Crisis events are not just stressful for business leaders, they can be hugely overwhelming for customers, the public, internal staff, and investors too. Therefore, it’s crucial to ensure that your communications response puts people first. Even if a company can remedy a crisis with minimal disruption, the treatment of customers can still derail the overall response.

An easy way of ensuring that your communications have an empathetic approach is to make sure that you’re including the three Rs in your messaging:

–          Regret: That your audience is being inconvenienced by the crisis

–          Reason: Why the crisis is occurring

–          Remedy: What you’re doing to fix the situation

Remembering the three Rs will provide a key foundation for creating robust crisis communications messaging.

  1.       Win the recovery

Once the crisis is over, it can be tempting to go back to business as usual. However, people often expect support after the crisis, whether that’s rebuilding trust in the company or highlighting the changes that you’ve made to boost the company’s resilience. This can be achieved through the business’ normal communications channels and be built into the regular communications schedule.
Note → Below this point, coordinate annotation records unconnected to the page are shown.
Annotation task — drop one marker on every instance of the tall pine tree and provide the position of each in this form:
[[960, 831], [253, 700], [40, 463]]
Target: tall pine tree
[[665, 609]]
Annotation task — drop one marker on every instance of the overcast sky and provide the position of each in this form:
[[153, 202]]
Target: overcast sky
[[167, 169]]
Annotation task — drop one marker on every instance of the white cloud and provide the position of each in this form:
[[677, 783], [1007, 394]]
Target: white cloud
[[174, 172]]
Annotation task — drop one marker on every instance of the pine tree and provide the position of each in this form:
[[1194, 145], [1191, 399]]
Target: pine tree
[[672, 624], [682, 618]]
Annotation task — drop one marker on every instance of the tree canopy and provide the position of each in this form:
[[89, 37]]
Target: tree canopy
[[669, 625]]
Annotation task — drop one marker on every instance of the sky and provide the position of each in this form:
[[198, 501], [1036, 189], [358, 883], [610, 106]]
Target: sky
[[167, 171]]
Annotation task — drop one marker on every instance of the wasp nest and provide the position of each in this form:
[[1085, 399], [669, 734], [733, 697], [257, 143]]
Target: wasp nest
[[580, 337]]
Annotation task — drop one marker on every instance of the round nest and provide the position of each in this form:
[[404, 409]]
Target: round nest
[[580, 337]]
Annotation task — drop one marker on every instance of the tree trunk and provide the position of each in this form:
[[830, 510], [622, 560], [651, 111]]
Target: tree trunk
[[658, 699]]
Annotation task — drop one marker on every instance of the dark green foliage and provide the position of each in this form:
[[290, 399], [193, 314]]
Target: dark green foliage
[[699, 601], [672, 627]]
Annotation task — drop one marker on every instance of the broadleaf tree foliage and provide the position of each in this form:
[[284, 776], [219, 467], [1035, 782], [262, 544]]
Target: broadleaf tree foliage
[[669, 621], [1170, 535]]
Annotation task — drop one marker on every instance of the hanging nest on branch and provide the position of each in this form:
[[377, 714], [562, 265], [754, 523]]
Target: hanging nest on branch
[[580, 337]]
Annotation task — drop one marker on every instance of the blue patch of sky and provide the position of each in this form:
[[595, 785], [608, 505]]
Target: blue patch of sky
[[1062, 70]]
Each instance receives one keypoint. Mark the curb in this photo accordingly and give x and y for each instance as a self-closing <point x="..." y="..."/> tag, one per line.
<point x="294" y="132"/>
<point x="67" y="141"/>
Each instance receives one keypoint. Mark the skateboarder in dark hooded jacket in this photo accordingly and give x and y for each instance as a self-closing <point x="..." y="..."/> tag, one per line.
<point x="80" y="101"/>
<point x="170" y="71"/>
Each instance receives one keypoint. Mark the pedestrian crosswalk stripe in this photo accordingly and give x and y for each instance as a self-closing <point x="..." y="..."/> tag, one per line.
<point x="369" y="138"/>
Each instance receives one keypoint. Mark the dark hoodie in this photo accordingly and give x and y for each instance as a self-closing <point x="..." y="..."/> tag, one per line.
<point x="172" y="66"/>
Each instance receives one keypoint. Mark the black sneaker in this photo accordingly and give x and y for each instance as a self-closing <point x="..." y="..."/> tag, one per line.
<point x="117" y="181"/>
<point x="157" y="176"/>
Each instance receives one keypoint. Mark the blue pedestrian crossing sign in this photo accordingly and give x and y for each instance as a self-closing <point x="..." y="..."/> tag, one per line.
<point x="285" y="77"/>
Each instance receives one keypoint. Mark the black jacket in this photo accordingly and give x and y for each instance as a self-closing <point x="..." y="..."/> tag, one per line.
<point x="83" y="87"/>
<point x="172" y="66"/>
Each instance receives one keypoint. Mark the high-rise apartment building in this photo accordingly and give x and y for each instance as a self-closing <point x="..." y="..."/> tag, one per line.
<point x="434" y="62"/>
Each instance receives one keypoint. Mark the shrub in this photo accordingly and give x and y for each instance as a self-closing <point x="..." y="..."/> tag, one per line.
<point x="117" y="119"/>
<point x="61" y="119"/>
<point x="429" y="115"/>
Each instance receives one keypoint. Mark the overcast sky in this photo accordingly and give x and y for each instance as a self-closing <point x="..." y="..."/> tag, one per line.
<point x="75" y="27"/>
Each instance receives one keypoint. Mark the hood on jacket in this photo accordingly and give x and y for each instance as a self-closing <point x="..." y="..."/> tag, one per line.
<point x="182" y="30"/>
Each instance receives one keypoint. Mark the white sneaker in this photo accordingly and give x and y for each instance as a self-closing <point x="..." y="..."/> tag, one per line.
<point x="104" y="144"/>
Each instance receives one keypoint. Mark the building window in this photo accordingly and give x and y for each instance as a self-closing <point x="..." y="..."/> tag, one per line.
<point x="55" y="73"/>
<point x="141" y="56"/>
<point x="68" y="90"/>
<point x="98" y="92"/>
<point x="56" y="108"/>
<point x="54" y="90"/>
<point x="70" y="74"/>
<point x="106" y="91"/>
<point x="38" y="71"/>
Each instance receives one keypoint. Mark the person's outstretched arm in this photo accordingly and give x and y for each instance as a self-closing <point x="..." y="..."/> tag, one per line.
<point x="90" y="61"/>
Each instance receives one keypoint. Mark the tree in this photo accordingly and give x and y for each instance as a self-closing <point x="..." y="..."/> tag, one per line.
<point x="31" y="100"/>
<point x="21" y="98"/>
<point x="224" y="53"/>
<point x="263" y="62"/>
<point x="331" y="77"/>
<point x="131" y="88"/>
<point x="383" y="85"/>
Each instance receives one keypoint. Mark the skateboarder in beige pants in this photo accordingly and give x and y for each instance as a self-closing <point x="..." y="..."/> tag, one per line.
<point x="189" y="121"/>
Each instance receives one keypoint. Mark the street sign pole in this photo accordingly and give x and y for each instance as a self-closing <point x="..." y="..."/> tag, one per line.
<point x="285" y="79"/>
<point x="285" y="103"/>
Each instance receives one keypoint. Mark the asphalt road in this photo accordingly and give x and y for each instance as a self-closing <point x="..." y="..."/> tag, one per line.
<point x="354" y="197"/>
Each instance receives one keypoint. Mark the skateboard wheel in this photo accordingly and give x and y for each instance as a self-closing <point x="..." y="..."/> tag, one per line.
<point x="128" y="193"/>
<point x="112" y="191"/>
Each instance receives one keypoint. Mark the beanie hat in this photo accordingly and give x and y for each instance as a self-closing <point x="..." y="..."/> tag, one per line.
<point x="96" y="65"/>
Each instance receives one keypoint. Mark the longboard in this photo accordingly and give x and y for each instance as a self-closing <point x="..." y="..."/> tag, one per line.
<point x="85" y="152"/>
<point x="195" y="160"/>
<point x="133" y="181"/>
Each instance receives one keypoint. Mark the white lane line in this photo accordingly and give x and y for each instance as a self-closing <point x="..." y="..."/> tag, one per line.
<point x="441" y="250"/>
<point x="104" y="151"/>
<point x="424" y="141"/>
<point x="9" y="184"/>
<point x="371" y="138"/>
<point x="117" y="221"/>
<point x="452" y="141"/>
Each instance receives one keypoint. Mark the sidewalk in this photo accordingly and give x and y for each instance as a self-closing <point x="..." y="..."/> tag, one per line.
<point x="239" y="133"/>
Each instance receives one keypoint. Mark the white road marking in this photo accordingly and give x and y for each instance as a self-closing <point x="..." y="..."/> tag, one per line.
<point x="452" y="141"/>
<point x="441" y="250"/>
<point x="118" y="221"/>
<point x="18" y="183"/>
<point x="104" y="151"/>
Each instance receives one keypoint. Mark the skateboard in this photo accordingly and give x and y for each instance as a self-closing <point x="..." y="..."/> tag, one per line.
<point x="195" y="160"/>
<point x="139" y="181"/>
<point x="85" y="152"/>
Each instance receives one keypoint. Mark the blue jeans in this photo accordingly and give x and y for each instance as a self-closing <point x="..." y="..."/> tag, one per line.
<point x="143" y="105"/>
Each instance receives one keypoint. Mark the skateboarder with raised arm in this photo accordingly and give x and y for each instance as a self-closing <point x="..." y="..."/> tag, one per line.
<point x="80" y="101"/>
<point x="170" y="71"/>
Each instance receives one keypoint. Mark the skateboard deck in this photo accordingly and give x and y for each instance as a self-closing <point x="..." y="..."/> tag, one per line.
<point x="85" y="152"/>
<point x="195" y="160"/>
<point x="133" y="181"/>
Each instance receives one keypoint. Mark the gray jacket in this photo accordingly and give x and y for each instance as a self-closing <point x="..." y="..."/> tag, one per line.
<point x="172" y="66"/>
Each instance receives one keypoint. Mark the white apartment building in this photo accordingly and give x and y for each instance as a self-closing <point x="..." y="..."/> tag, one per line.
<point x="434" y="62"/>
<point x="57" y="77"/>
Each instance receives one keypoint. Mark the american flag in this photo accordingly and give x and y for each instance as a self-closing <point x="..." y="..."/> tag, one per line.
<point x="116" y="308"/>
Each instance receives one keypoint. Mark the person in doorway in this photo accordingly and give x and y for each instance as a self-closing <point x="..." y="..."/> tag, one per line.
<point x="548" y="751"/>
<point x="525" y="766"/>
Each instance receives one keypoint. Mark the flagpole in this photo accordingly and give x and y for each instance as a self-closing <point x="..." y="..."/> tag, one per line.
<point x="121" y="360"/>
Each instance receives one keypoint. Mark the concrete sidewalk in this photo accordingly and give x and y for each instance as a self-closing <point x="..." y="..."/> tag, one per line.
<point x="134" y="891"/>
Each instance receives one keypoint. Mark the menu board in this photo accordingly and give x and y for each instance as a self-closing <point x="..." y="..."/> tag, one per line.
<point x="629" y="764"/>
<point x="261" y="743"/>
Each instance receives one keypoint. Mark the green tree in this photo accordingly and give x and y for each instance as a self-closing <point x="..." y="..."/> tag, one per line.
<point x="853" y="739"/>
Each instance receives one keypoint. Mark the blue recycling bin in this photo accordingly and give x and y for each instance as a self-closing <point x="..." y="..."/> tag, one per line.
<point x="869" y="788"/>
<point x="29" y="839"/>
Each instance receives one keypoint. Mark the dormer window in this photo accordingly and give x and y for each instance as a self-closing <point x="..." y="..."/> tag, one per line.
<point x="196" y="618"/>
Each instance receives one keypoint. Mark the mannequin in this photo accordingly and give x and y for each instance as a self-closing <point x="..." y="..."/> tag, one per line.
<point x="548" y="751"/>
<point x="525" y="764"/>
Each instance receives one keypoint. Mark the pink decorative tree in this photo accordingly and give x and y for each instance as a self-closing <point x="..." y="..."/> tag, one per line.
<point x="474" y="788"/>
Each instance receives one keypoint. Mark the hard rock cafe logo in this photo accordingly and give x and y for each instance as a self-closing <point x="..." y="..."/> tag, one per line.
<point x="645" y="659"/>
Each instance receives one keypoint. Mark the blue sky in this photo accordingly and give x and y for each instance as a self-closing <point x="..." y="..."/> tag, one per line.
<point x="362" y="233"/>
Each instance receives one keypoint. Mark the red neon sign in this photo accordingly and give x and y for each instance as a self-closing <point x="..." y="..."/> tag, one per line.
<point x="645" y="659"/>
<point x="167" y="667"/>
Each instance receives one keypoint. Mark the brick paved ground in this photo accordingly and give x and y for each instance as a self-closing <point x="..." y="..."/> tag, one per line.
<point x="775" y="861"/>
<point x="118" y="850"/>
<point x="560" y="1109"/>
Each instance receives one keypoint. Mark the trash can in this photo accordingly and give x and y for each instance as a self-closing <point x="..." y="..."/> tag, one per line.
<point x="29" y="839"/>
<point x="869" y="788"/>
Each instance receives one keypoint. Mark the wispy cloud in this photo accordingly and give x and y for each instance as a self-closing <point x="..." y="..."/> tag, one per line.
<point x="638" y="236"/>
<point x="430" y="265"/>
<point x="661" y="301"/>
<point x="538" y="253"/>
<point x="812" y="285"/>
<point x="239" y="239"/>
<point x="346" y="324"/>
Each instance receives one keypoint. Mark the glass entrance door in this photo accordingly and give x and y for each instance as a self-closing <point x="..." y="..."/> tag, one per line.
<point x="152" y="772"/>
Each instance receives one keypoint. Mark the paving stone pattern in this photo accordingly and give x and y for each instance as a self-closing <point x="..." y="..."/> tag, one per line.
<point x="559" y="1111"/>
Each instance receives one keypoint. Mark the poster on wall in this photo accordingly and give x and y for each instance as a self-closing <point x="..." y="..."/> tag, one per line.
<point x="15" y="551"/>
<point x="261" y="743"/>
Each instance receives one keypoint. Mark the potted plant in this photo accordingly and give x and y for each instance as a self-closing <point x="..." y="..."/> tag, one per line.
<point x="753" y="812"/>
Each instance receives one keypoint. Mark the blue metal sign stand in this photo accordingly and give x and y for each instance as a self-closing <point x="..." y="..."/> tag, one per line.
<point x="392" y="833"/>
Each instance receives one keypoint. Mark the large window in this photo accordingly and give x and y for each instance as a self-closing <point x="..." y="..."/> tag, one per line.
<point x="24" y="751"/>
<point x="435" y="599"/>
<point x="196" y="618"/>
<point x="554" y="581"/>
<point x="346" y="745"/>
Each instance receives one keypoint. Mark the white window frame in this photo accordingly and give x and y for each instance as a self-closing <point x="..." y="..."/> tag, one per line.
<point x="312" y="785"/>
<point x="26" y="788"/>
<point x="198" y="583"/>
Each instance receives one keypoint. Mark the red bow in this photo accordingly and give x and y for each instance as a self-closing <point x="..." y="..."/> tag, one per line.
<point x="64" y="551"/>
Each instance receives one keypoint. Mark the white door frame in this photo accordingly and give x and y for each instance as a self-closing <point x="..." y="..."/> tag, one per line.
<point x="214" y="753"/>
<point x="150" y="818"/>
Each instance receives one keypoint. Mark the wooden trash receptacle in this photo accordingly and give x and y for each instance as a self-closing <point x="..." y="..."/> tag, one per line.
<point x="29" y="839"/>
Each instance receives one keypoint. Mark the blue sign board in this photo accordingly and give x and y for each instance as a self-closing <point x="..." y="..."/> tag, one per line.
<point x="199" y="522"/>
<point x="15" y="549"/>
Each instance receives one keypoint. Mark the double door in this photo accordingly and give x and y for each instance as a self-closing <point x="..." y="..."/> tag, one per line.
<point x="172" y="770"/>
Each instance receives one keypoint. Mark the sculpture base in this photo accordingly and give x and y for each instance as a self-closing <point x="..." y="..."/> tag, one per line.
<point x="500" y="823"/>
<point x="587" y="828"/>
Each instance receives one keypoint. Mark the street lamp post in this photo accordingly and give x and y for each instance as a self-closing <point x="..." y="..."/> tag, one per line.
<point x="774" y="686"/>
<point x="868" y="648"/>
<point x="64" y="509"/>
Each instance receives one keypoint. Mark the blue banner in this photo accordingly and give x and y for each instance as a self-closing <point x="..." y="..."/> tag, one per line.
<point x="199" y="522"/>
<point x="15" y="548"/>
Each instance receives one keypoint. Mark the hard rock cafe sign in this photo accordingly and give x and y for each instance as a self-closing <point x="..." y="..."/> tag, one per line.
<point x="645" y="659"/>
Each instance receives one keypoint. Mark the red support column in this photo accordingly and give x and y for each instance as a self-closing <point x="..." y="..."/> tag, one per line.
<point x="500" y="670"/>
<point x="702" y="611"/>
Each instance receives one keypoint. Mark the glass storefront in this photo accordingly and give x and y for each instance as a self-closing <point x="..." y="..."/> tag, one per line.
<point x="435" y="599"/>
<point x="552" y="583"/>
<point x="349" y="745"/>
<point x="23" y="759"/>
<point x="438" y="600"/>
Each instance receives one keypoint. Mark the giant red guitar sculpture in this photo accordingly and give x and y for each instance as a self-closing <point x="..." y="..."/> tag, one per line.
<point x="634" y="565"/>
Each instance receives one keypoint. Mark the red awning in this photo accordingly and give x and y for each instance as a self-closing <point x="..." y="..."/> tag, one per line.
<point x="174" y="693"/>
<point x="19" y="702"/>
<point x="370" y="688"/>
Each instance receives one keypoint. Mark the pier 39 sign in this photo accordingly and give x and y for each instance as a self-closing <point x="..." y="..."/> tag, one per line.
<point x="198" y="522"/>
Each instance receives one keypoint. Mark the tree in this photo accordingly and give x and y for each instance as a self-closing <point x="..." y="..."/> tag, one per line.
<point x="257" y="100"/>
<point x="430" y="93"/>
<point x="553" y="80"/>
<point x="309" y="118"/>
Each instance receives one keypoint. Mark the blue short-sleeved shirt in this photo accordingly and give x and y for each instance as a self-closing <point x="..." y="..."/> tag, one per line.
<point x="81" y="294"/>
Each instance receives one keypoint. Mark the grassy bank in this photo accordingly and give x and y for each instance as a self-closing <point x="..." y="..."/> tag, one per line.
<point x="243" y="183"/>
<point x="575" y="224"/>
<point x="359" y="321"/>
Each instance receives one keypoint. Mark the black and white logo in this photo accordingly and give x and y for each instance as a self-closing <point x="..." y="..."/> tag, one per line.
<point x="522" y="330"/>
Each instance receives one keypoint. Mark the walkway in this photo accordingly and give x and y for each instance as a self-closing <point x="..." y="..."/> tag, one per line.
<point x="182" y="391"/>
Internally, it’s also important to review any pain points that occurred during the crisis and adapt your crisis scenario plans accordingly. This will ensure that in any future crises your company has a stronger response and is able to manage any reputational impacts more efficiently.

While no one can predict when a crisis may arise, by implementing the above tips, you can make a considerable difference to your company’s crisis communications response. Instead of communications being seen as a potential liability, with proactive crisis communications your channels and audiences can be utilised to minimise disruption, protect your reputation, and prepare your business for recovery.